When the sd gene is mutated, the phenotype includes not only the wing margins but also the sensory organs that are found at the wing margins. In addition to the loss of wing margin bristles, there is also a reduction in the number of cells, which results in notching of the wings. This reduction in the number of cells is thought to be a result of apoptosis. In addition, overexpression of sd is also associated with apoptotic cell death. Lyra (Ly) mutations, in contrast, result in the loss of the anterior and posterior margin bristles and this is not associated with apoptotic cell death. However, there is a reduction in the number of cells in the wing margin that manifests itself by erosion of the wing margin. Ly mutations have been shown to be dominant gain of function alleles of sens, in that in a Ly background sens is ectopically expressed. To see if Ly and sd interact genetically, wings were examined from sdETX4 males that were also heterozygous for Ly. Flies harboring mutants of both genes show a significant enhancement of the wing phenotype compared to flies with either mutant alone. In the transheterozygous fly, the margin bristles are completely absent, suggesting that these two genes work through a common pathway (Srivastiva, 2003).

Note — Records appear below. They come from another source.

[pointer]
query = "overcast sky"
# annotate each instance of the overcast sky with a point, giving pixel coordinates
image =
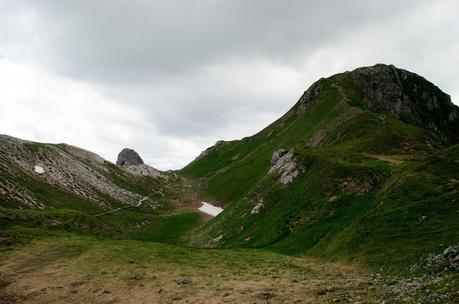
(169, 78)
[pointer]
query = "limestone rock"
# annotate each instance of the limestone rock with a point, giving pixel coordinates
(283, 162)
(128, 157)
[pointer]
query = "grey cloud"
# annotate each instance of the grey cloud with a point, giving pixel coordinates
(169, 78)
(128, 41)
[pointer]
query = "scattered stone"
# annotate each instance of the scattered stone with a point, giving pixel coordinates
(182, 282)
(446, 261)
(283, 162)
(265, 295)
(136, 277)
(128, 157)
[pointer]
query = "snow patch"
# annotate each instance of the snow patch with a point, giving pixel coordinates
(39, 170)
(210, 209)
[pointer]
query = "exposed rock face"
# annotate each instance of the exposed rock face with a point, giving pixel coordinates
(448, 260)
(59, 166)
(400, 93)
(128, 157)
(410, 98)
(283, 162)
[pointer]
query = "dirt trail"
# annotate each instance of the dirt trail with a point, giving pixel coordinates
(121, 208)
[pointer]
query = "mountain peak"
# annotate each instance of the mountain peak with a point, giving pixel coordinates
(394, 91)
(129, 157)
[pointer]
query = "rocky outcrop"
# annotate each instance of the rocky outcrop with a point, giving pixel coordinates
(283, 163)
(128, 157)
(409, 97)
(448, 260)
(397, 92)
(62, 166)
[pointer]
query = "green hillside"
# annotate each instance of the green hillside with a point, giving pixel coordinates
(377, 174)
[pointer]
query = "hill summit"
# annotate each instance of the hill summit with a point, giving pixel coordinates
(128, 157)
(363, 162)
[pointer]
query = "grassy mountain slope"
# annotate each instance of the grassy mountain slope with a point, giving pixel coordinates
(78, 185)
(376, 182)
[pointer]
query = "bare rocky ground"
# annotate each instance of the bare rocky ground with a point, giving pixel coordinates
(66, 167)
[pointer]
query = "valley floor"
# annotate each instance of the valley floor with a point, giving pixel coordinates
(78, 269)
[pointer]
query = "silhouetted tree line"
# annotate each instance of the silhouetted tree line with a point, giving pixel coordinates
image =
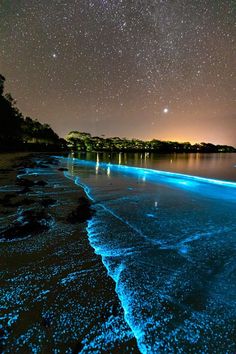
(18, 132)
(85, 142)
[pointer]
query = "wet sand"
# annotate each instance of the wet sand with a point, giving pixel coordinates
(55, 293)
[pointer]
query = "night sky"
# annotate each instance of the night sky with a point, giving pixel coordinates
(131, 68)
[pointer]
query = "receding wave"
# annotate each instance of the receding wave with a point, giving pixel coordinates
(168, 241)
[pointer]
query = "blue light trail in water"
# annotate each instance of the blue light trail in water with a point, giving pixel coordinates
(168, 241)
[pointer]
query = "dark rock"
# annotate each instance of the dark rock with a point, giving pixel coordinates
(115, 310)
(29, 222)
(5, 170)
(47, 320)
(47, 202)
(24, 182)
(78, 348)
(24, 190)
(82, 213)
(42, 165)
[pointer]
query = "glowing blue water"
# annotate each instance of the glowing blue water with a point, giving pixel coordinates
(169, 242)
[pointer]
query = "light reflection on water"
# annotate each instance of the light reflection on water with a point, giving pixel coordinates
(168, 241)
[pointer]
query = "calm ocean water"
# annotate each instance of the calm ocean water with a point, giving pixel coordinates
(168, 240)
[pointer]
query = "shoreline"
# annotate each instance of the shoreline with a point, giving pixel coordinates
(57, 293)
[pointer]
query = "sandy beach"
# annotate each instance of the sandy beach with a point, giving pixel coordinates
(56, 296)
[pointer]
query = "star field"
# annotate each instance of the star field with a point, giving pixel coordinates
(146, 69)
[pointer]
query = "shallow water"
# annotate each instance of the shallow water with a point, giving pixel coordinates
(169, 242)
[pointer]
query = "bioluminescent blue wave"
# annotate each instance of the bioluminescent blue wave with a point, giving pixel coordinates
(169, 242)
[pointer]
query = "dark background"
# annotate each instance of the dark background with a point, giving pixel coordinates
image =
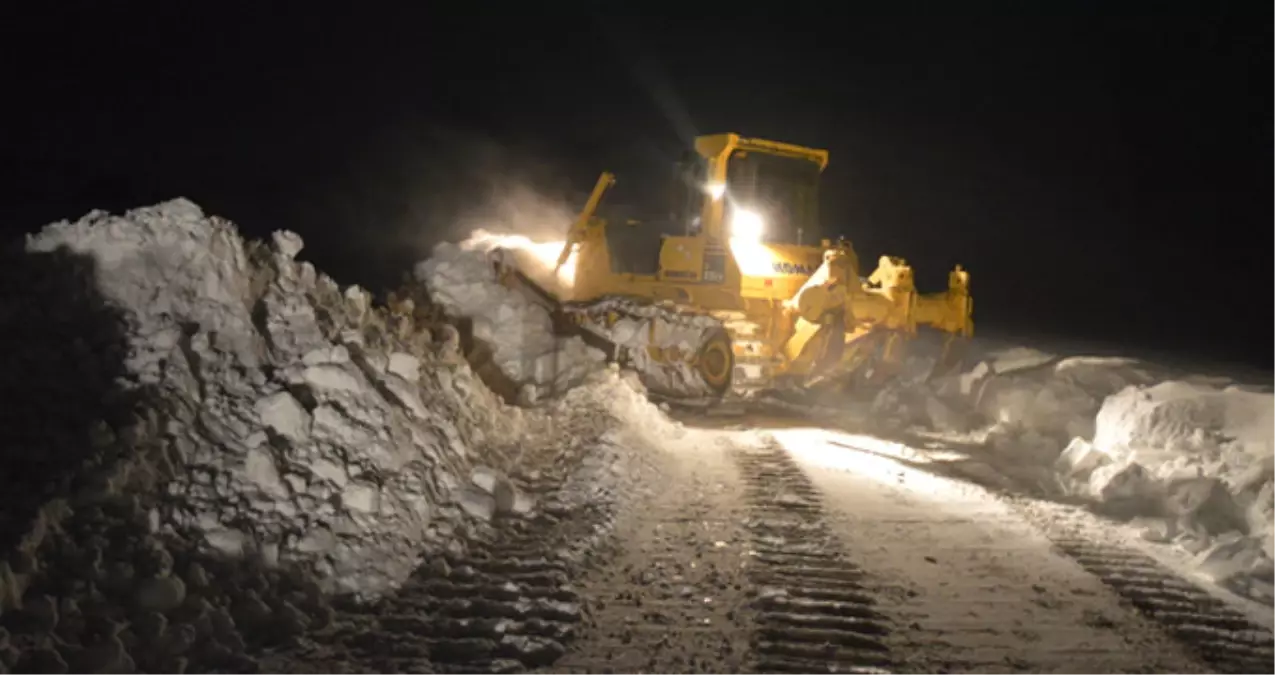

Because Ly mutations are gain of function alleles of sens and because Ly interacts with sd, it is possible that this could result in alterations of Sens protein levels in sd mutant wing discs. Wing discs derived from wild-type flies and from flies harboring sd58 were stained with an anti-Sens antibody. In wild-type discs, Sens is localized to the region fated to become the wing margin with higher levels at the anterior margin in SOP cells. In addition, sens is also expressed in other SOPs distributed throughout the wing disc. In sd58 discs, the wing margin-specific expression of sens is completely lost, but expression in other SOPs is unaffected. Substantial margin-specific expression is restored when the vg::sd TEA fusion construct is expressed in sd58 discs using a vg-Gal4 driver. That this restoration of Sens is not complete could be attributed to the amount of the fusion VG::SD TEA protein being produced from the transgene. However, this level of restoration is consistent with the notion that the fusion construct can restore the margin-specific expression of wg, and emphasizes the involvement of wg in specifying the formation of SOPs. The mutual enhancement of mutant wing phenotypes by sd and Ly mutations can also be explained based on the role of wg in SOP formation. Because sd mutations affect the margin-specific expression of wg, and in Ly mutations there is a repression of wg expression, it is predictable that in transheterozygotes the overall Wg signal is further reduced at the margin, resulting in the phenotypic enhancement of wing margin loss (Srivastiva, 2003).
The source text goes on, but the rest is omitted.